Since Nielsen began blending its OOH data with the vanilla home-based TV ratings, sports ratings have predictably surged. The OOH lift is particularly pronounced whenever a major sporting event coincides with a holiday in which tens of millions of Americans gather with their friends and families.
For example, OOH accounted for 41% of CBS’ record Thanksgiving Day turnout, as 17.3 million of the 41.8 million viewers who tuned in to the Cowboys’ 45-10 beatdown of the Commanders watched the game at someone else’s house or in a public space. In the pre-OOH era, CBS’ deliveries would have been cut down to a more pedestrian 24.5 million viewers. But under the newish rules of engagement, the network was credited with serving up the NFL’s second-biggest regular-season game of all time.
For the already massive NFL audience, the OOH lift presents a bit of a coals-to-Newcastle scenario, although all the bonus eyeballs are pouring in at a most opportune time.

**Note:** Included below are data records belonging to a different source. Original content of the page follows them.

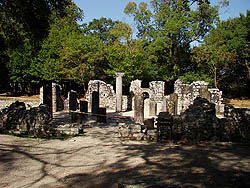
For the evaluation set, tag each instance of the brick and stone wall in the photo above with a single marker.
(186, 94)
(107, 95)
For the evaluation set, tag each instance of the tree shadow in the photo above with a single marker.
(106, 161)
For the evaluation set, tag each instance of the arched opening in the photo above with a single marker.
(146, 102)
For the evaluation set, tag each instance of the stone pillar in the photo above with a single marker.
(72, 100)
(41, 95)
(95, 102)
(84, 106)
(119, 76)
(54, 97)
(152, 108)
(139, 109)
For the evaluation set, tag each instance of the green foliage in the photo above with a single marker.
(101, 28)
(190, 77)
(169, 29)
(225, 54)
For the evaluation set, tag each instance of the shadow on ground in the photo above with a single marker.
(100, 159)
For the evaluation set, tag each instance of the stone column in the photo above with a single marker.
(119, 76)
(72, 100)
(54, 97)
(139, 109)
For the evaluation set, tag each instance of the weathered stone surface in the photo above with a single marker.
(35, 120)
(199, 123)
(139, 109)
(186, 94)
(69, 129)
(107, 95)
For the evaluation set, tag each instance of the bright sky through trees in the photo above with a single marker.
(114, 9)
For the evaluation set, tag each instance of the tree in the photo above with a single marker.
(170, 28)
(226, 52)
(101, 28)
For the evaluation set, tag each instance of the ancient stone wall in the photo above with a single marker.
(106, 94)
(200, 123)
(186, 94)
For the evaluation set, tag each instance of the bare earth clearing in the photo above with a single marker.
(101, 159)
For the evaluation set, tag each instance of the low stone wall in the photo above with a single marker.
(34, 120)
(199, 123)
(28, 103)
(136, 132)
(107, 95)
(186, 94)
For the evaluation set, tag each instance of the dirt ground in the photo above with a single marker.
(100, 159)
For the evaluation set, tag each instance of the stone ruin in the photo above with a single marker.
(17, 117)
(107, 96)
(191, 111)
(186, 94)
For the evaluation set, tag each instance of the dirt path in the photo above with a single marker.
(101, 159)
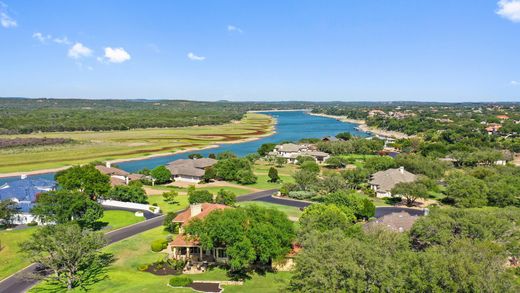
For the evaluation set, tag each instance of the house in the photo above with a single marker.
(291, 152)
(118, 176)
(190, 170)
(397, 222)
(25, 193)
(383, 181)
(187, 248)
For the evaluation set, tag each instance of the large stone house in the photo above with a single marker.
(187, 248)
(383, 181)
(25, 193)
(190, 170)
(118, 176)
(291, 152)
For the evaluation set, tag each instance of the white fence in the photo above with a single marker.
(130, 205)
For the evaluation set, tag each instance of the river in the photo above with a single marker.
(291, 126)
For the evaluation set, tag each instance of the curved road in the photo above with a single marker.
(19, 282)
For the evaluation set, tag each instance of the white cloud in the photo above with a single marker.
(62, 41)
(6, 20)
(79, 50)
(41, 37)
(194, 57)
(116, 55)
(509, 9)
(232, 28)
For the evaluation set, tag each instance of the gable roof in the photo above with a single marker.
(25, 191)
(386, 180)
(206, 208)
(111, 170)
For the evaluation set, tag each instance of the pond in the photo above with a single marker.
(291, 126)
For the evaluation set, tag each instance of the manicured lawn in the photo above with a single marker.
(119, 219)
(290, 211)
(123, 275)
(11, 259)
(108, 145)
(182, 203)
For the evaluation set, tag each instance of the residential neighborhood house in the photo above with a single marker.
(185, 248)
(291, 152)
(118, 176)
(190, 170)
(383, 181)
(25, 193)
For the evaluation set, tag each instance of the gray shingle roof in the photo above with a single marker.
(386, 180)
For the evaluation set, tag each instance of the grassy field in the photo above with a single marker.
(11, 259)
(119, 219)
(109, 145)
(123, 275)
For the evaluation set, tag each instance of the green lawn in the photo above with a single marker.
(289, 211)
(123, 275)
(119, 219)
(11, 258)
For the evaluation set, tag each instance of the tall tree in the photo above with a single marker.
(8, 210)
(70, 254)
(85, 179)
(64, 206)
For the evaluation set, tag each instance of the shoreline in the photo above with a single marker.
(364, 127)
(270, 131)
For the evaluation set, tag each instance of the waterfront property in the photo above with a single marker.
(383, 181)
(190, 170)
(187, 248)
(118, 176)
(25, 193)
(291, 152)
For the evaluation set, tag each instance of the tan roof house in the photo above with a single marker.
(383, 181)
(189, 248)
(190, 170)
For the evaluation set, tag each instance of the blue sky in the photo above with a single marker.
(464, 50)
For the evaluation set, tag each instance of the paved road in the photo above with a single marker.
(17, 283)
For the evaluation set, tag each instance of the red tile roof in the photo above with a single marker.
(182, 241)
(207, 208)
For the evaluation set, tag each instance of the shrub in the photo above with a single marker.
(159, 245)
(180, 281)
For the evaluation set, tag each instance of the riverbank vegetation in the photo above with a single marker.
(110, 145)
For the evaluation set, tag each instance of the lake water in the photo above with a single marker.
(291, 126)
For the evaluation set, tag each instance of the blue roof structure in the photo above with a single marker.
(24, 191)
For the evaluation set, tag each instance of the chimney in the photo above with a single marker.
(195, 209)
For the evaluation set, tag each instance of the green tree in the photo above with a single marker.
(71, 255)
(266, 148)
(310, 167)
(170, 197)
(411, 191)
(161, 174)
(251, 234)
(128, 193)
(64, 206)
(273, 175)
(86, 179)
(8, 210)
(226, 197)
(467, 191)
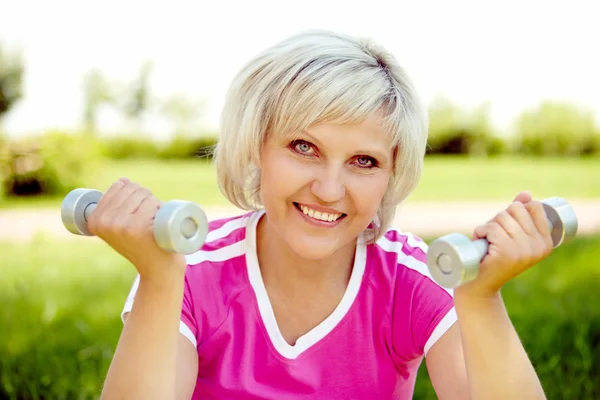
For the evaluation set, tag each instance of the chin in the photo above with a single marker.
(314, 247)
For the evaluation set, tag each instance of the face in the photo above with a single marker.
(323, 188)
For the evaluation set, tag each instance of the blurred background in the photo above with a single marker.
(92, 91)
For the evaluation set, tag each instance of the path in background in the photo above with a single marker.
(423, 219)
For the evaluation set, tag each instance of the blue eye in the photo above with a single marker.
(302, 147)
(366, 162)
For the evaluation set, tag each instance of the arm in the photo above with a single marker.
(481, 356)
(153, 360)
(496, 365)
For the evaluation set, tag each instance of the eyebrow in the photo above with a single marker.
(380, 155)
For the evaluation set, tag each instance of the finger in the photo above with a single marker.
(115, 188)
(540, 220)
(135, 199)
(519, 212)
(509, 224)
(147, 208)
(523, 197)
(492, 231)
(121, 200)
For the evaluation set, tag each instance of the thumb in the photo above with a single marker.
(523, 197)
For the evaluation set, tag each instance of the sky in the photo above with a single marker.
(512, 54)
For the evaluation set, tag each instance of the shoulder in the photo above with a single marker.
(400, 255)
(218, 269)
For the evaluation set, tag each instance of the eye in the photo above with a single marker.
(366, 162)
(302, 147)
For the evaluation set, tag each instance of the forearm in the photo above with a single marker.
(497, 365)
(144, 364)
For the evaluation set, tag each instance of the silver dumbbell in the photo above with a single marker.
(179, 226)
(454, 259)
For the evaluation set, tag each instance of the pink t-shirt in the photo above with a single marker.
(370, 347)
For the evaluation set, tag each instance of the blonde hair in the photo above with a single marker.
(316, 77)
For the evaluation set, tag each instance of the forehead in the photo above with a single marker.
(366, 134)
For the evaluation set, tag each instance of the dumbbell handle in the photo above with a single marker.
(481, 247)
(482, 244)
(188, 226)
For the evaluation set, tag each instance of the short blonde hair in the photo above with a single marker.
(315, 77)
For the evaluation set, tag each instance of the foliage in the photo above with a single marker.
(557, 129)
(455, 131)
(48, 165)
(11, 80)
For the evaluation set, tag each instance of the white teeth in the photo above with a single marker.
(319, 215)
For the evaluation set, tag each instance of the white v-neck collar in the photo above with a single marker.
(266, 310)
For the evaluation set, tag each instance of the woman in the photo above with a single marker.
(311, 293)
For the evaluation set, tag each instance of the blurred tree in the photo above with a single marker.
(11, 80)
(556, 129)
(184, 112)
(136, 98)
(96, 91)
(456, 131)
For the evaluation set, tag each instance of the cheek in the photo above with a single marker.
(281, 177)
(368, 193)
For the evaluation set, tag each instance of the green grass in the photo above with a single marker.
(444, 179)
(61, 302)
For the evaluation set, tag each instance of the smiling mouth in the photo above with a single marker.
(319, 216)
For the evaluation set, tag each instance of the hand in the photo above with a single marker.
(124, 219)
(518, 239)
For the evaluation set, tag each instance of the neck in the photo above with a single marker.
(279, 263)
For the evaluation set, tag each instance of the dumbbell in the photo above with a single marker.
(454, 259)
(179, 226)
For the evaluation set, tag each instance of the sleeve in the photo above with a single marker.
(423, 310)
(187, 324)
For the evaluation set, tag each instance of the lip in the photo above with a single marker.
(316, 222)
(320, 208)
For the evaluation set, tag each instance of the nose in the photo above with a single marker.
(329, 185)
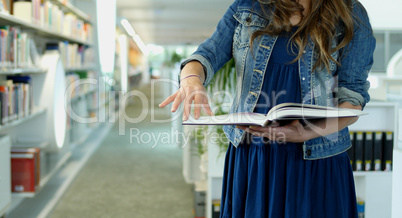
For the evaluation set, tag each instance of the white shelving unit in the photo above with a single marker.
(49, 87)
(6, 19)
(375, 188)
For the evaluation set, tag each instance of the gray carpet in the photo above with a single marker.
(124, 179)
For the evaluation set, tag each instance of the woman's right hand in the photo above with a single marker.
(191, 90)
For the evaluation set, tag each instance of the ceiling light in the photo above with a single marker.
(137, 39)
(127, 26)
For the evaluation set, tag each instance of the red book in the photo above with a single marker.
(25, 176)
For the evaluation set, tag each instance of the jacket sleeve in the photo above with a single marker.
(214, 52)
(356, 61)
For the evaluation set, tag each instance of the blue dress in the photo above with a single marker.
(268, 179)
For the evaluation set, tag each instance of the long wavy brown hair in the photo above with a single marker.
(319, 24)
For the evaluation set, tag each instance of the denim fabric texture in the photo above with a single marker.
(345, 83)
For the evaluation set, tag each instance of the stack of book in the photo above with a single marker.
(16, 49)
(50, 16)
(16, 98)
(371, 151)
(25, 170)
(76, 56)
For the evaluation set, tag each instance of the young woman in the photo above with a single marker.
(305, 51)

Given the steep escalators the league’s network partners must pay in each successive year of the new rights deal, every captured impression is a means toward generating additional ad sales revenue.

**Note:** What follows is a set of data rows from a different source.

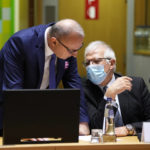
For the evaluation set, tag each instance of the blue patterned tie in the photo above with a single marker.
(52, 78)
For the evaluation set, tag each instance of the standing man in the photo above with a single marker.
(25, 61)
(130, 93)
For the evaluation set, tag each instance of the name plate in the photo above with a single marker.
(146, 132)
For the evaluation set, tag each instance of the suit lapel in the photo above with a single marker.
(60, 70)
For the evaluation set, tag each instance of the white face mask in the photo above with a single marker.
(96, 73)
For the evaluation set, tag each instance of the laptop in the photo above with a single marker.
(35, 113)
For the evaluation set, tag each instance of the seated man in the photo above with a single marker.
(130, 93)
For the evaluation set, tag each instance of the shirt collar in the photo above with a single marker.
(48, 50)
(110, 82)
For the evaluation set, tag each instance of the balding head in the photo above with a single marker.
(66, 27)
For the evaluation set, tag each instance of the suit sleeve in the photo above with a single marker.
(144, 95)
(13, 65)
(71, 79)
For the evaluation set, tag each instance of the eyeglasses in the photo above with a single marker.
(94, 61)
(68, 49)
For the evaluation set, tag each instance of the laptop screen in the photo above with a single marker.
(35, 113)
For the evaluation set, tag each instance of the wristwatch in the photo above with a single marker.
(130, 129)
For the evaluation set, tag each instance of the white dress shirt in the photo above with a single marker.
(48, 53)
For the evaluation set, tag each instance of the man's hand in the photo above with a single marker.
(118, 86)
(121, 131)
(84, 128)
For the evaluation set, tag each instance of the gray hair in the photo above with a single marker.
(108, 53)
(65, 27)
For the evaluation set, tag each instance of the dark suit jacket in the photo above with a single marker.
(22, 64)
(134, 104)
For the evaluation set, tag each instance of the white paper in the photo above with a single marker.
(85, 138)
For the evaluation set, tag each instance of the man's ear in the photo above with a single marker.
(112, 63)
(52, 41)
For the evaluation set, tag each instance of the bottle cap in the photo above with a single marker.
(109, 99)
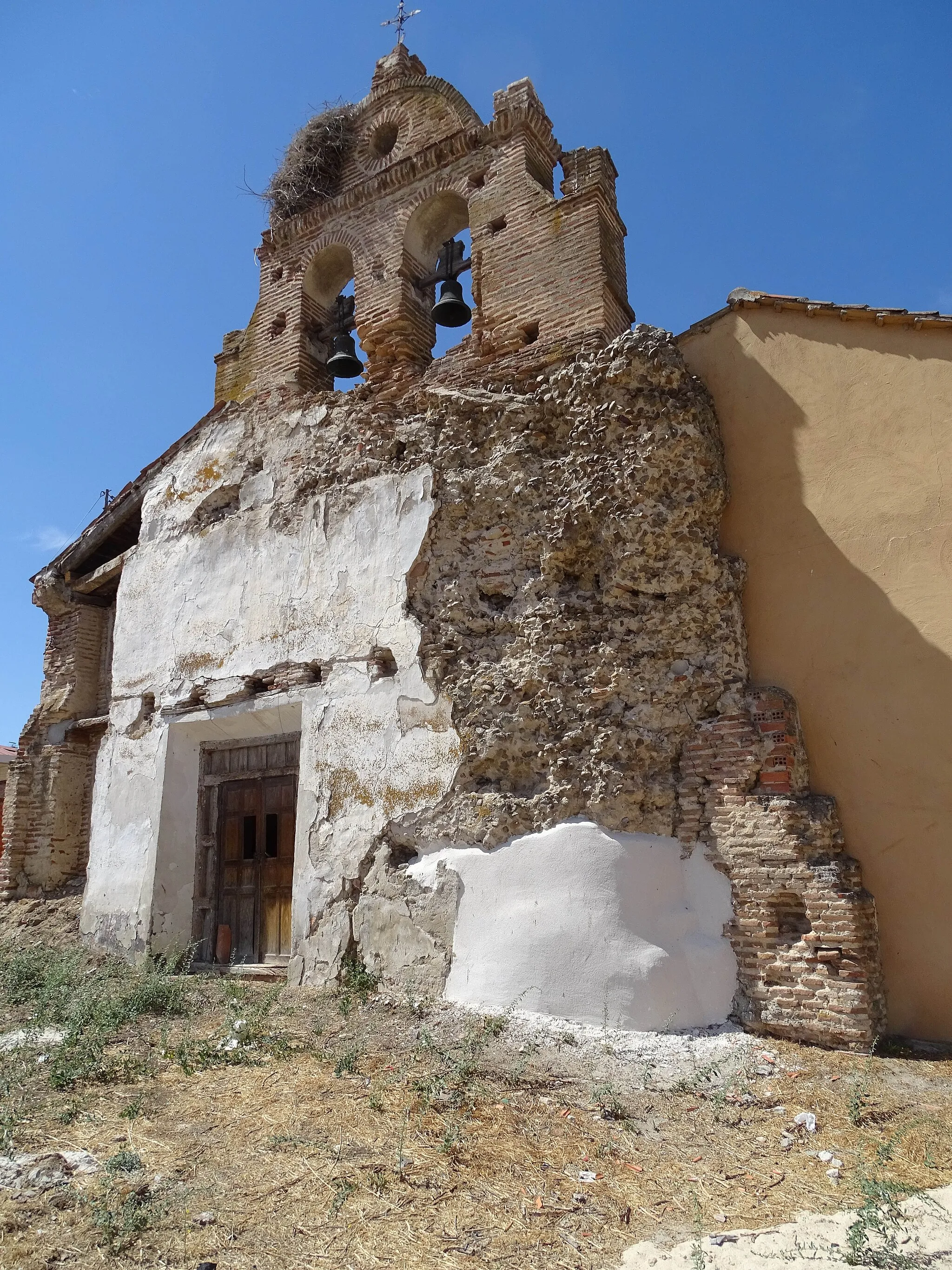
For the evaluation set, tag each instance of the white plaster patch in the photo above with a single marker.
(211, 606)
(593, 926)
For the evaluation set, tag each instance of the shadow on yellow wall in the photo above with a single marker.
(837, 442)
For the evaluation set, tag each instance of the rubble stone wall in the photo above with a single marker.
(497, 606)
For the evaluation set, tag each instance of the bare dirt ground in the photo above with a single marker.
(256, 1127)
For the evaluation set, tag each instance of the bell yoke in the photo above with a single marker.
(450, 310)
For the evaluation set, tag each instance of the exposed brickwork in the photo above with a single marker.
(542, 267)
(574, 610)
(805, 930)
(50, 789)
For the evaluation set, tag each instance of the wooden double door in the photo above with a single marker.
(257, 865)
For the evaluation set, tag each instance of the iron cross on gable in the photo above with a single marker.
(403, 17)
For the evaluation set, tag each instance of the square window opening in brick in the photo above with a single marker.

While the TV marketplace is largely predicated upon basic supply-and-demand principles, ad rates for live sports are on a hockey-stick trajectory. Given that the average broadcast entertainment show is now eking out a hair over 500,000 adults 18-49 per episode—compare that to Sunday Night Football’s average delivery of 5.37 million members of the dollar demo—sports rates are in part calculated within the context of the overall deflation of primetime CPMs.
As much as the improved OOH coverage will help the networks earn credit for even more impressions, the nosebleed Thanksgiving numbers are not expected to see much in the way of future growth. In the markets that are not currently tracked by Nielsen’s Portable People Meters, the ratings service measures OOH by way of what it characterizes as “short term visitor data.”

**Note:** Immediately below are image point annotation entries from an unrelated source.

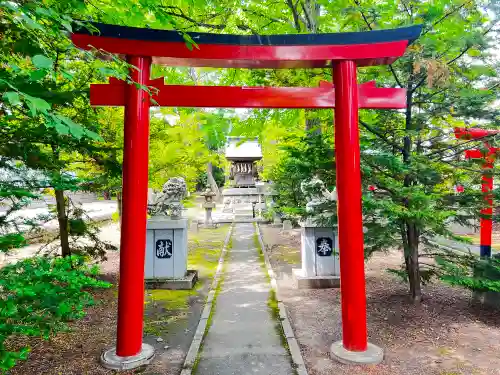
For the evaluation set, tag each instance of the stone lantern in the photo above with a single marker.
(208, 205)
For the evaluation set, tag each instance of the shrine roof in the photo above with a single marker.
(238, 148)
(250, 51)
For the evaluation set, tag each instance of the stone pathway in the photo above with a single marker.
(243, 338)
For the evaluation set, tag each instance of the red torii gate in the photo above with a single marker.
(487, 181)
(343, 52)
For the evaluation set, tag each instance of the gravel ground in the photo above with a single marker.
(444, 335)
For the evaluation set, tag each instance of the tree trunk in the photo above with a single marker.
(119, 202)
(62, 217)
(411, 260)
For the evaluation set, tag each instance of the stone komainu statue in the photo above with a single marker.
(169, 201)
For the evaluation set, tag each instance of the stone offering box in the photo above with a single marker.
(166, 254)
(319, 256)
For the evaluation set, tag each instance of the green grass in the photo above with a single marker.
(475, 240)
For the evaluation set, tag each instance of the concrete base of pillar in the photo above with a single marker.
(372, 356)
(315, 282)
(111, 361)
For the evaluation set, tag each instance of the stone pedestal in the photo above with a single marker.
(166, 254)
(320, 259)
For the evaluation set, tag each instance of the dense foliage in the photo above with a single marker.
(303, 157)
(38, 296)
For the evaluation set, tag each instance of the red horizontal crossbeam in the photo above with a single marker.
(250, 56)
(370, 97)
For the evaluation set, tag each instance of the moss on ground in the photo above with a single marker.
(164, 307)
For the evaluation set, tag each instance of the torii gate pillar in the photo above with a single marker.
(166, 47)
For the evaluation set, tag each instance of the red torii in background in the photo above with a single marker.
(487, 181)
(342, 52)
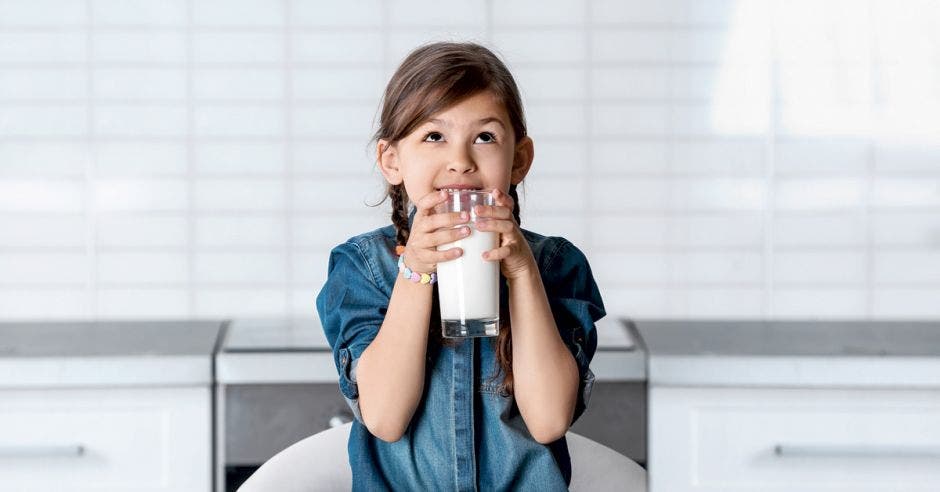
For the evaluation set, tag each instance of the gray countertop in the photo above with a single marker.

This is simply another way of saying that Nielsen captures OOH deliveries in all markets by way of its 42,000-household national panel; in other words, the views of most people who watch sports from the comfort of someone else’s home are already being captured, but under the new scheme, impressions delivered in bars, restaurants and other commercial spaces will no longer fall by the wayside.
The expanded service will apply to each and every network that currently participates in the legacy OOH system, a roster that includes nearly all of TV’s top sports outlets. Among the handful of outlets that do not subscribe to Nielsen’s ratings service are CBS Sports Network, ACC Network and SEC Network.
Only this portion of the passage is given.